Someone warned me when I was pregnant that I needed to prepare myself for a lifetime of guilt after I had my baby. Although I had no idea what she was going on about at the time- I can certainly do now!
Other people.
As you would know all too well- becoming a Mum seems to attract an absolute onslaught of advice (unwanted or otherwise),
critical insinuations and downright harsh judgments on your parenting skills.
Whether you have actually invited or welcomed the comments or not- if you listen to them often enough and take them to heart, you’re going to find your more confused than a giraffe at the beach- simply because everyone does things differently. And unless you’re the kind of person that doesn’t give two hoots what other people think- you’re probably going to find that your confidence in your abilities to look after your baby will start to take a serious dive.
So the moral of the story here is to back yourself! Sure, do your research and gain advice from the right sources- but then make up your mind on what feels right for you and your baby and stick to it! After all, no one knows your situation or your baby better than you do!
Yourself.
We’ve all heard the saying, “I’m my worst enemy” when it comes to self criticism. In my experience self condemning thoughts multiplied tenfold in the months after I had my son. When it would take me more than five minutes to realise he was actually hungry, I’d think- I’m a bad mother. Oh my God, he was far too hot in that jumper, he must have been really suffering- I’m a bad mother. I really shouldn’t have left him cry for those 60 seconds while I ran to take a pee- I’ve probably made the poor little guy feel insecure! I’m a bad mother. Why did I think it was a good idea to bring that blanket- he’s obviously too cold. What a bad mother I am!!
If any of these examples (or all of them) are ringing bells for you- believe me- I feel your pain and your are definitely not alone!! There’s no easy answer or one-step solution to that problem I’m afraid. Again, it’s a matter of learning to back yourself and don’t worry, the more you work on backing yourself- the easier it gets. This is simply because, as you find that your actions and thoughts turn out to be good ones- you’ll realise that you were right to trust your instincts and so are likely to have more confidence in your own thoughts and feelings next time.

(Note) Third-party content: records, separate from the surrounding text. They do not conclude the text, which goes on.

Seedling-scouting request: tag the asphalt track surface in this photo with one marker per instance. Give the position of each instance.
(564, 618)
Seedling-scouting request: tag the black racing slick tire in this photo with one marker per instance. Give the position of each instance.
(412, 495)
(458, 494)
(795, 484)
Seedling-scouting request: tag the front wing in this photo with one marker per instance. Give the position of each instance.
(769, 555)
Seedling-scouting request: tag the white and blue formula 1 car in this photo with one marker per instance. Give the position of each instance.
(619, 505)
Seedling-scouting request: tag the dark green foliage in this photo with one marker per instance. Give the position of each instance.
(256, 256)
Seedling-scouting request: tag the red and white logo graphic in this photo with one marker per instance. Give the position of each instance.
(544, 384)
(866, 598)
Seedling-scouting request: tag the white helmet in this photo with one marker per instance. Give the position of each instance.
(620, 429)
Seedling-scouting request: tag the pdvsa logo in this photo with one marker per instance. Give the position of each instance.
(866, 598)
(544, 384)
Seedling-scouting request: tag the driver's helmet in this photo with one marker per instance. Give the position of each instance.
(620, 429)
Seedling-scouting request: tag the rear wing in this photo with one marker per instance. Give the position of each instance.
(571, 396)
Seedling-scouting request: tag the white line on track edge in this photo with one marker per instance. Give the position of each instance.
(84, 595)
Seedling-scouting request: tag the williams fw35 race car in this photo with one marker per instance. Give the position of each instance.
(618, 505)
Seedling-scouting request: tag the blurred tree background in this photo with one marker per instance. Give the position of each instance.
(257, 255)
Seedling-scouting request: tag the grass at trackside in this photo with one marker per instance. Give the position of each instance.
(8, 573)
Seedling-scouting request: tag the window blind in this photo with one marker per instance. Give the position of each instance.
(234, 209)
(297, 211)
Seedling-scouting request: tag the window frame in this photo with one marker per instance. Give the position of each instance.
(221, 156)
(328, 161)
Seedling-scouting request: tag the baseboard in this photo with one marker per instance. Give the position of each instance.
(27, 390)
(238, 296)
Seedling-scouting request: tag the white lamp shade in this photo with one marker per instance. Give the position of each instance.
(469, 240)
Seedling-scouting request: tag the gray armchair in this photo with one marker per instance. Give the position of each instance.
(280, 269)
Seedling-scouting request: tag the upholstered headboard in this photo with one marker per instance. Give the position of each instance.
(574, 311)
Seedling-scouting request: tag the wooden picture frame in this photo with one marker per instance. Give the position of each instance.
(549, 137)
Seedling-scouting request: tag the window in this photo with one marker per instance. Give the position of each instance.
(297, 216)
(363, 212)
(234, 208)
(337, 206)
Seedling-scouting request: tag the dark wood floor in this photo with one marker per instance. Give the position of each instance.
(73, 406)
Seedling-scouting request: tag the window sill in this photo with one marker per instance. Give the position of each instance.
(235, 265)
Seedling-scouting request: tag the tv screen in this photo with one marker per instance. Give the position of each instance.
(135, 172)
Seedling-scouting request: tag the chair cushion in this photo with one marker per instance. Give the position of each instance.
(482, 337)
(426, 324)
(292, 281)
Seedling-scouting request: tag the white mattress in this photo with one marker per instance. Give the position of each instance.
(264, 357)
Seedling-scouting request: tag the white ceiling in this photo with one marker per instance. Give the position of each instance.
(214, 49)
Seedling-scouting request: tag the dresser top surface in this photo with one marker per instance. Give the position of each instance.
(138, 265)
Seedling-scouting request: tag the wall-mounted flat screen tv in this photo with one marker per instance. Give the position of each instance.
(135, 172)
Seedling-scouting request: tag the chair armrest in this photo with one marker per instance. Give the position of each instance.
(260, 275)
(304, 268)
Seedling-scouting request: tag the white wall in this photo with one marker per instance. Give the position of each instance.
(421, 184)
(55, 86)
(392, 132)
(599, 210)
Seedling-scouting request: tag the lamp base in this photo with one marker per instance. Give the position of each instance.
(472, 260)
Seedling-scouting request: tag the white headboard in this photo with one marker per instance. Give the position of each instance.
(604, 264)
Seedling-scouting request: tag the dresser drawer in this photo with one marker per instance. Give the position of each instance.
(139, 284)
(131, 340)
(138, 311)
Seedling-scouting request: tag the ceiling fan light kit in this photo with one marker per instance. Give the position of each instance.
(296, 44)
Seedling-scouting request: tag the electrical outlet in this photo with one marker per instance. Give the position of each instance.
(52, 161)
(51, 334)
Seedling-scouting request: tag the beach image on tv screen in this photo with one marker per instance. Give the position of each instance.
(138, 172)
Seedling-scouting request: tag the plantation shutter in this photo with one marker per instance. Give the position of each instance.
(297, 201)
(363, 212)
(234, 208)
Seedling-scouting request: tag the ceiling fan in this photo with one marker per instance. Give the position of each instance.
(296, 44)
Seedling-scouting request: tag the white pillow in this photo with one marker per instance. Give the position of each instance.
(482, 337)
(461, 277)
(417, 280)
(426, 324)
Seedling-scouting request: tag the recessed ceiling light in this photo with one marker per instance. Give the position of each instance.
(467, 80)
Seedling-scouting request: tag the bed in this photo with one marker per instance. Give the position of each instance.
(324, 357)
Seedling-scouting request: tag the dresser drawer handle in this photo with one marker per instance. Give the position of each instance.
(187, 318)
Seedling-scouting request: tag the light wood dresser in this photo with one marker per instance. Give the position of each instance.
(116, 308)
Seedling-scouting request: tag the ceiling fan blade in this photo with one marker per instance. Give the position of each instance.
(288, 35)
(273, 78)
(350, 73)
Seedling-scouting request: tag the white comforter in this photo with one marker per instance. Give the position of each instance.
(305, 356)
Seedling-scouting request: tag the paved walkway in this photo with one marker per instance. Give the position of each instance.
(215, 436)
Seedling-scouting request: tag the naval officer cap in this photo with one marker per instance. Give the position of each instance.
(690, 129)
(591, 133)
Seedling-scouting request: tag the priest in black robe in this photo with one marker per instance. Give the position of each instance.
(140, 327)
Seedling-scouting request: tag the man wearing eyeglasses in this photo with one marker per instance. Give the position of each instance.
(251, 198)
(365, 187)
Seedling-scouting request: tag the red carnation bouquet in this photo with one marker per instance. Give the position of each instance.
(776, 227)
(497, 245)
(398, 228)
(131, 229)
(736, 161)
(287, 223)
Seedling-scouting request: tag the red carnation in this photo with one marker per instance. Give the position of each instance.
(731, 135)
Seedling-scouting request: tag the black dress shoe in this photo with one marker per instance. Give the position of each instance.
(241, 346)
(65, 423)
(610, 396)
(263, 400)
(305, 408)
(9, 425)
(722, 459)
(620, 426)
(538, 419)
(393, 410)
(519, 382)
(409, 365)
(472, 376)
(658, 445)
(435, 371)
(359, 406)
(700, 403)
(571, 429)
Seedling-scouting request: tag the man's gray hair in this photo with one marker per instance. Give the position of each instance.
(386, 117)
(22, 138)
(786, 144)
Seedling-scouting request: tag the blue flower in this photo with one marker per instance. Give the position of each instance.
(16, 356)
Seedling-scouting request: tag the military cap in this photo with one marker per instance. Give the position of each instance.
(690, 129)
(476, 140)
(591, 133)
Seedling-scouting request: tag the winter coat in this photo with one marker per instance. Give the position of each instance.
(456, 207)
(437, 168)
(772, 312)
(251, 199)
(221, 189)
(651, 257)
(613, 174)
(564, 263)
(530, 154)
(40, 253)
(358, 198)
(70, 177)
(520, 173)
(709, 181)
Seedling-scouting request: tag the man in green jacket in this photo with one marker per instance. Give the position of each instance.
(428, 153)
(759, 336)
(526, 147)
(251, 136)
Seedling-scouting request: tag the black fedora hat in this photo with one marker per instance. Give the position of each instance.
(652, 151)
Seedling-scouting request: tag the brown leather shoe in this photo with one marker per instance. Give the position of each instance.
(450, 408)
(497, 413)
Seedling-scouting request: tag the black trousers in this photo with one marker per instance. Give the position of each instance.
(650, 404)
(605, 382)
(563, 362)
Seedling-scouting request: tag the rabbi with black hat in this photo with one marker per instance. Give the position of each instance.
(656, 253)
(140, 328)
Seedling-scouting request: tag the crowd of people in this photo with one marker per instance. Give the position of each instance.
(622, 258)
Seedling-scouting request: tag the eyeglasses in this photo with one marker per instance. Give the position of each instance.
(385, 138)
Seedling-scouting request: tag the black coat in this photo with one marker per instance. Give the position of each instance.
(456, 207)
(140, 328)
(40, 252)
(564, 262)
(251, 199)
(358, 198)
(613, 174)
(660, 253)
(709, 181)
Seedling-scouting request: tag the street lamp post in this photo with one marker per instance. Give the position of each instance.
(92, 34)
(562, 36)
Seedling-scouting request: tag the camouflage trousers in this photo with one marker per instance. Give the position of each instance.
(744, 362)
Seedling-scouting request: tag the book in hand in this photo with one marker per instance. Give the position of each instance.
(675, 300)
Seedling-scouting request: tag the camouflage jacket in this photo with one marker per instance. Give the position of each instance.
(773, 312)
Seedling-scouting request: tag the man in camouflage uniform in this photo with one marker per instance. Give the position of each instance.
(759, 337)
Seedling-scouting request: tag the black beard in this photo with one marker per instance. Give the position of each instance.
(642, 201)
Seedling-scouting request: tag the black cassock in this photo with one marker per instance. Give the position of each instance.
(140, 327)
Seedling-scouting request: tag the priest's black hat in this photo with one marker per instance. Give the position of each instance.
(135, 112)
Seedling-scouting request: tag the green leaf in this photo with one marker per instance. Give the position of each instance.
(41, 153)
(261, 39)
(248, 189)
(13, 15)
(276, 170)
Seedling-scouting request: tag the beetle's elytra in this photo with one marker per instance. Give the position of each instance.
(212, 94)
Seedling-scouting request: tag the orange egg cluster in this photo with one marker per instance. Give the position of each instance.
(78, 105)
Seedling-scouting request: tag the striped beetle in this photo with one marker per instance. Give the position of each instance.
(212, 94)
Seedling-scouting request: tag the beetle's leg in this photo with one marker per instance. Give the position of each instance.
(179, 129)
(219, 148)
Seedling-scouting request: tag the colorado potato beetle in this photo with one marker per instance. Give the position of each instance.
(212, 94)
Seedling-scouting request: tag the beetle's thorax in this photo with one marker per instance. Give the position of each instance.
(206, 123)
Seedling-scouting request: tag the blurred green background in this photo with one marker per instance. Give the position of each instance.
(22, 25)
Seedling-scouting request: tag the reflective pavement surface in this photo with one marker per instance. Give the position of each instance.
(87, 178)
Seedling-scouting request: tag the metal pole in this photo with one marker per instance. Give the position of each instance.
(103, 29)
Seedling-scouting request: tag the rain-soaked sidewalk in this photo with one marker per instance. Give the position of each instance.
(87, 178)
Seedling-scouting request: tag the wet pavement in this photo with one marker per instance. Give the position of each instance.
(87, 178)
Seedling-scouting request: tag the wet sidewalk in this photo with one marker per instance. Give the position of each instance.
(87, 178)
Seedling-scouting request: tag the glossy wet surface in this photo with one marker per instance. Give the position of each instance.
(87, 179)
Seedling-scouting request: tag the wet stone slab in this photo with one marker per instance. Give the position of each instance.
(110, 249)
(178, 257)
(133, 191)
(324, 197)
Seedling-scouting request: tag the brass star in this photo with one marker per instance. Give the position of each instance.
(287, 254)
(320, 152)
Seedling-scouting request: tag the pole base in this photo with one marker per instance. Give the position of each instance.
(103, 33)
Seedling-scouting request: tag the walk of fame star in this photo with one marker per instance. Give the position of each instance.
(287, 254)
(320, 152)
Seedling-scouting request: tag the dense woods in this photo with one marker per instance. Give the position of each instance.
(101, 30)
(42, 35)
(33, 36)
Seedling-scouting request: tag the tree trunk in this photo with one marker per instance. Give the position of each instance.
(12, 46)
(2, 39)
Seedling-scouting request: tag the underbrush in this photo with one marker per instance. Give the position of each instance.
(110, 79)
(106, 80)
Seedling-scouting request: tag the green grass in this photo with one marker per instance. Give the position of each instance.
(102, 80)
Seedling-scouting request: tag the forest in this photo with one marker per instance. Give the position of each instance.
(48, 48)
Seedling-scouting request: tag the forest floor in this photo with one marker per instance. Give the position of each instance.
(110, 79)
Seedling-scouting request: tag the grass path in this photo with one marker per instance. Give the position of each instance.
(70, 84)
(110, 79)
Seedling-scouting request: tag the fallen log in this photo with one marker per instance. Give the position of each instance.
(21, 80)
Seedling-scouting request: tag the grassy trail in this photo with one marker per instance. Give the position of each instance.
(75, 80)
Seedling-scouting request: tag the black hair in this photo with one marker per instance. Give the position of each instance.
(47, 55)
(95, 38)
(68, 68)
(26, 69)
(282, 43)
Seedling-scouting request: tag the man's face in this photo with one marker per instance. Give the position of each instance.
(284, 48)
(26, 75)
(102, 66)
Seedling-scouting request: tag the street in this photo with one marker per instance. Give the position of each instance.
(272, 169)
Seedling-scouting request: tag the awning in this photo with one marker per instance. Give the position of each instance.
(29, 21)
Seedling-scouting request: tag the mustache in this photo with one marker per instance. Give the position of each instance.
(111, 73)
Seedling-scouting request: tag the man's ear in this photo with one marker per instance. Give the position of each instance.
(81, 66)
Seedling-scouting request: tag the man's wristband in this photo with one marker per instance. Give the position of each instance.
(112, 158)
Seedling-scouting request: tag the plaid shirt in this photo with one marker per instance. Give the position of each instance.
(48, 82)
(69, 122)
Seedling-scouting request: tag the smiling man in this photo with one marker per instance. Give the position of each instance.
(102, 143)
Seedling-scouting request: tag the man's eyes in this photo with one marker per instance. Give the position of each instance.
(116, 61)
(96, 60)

Besides, no matter how scary and challenging you may be finding being a parent (especially if you’re a new one!) at the moment; as long as you’re loving your baby and giving them your best- I can guarantee you that you’re doing a much better job of being a Mum than you think you are.
So go on, start backing yourself and before you know it, you’ll boost your self confidence and also notice that your happiness levels will be on the rise!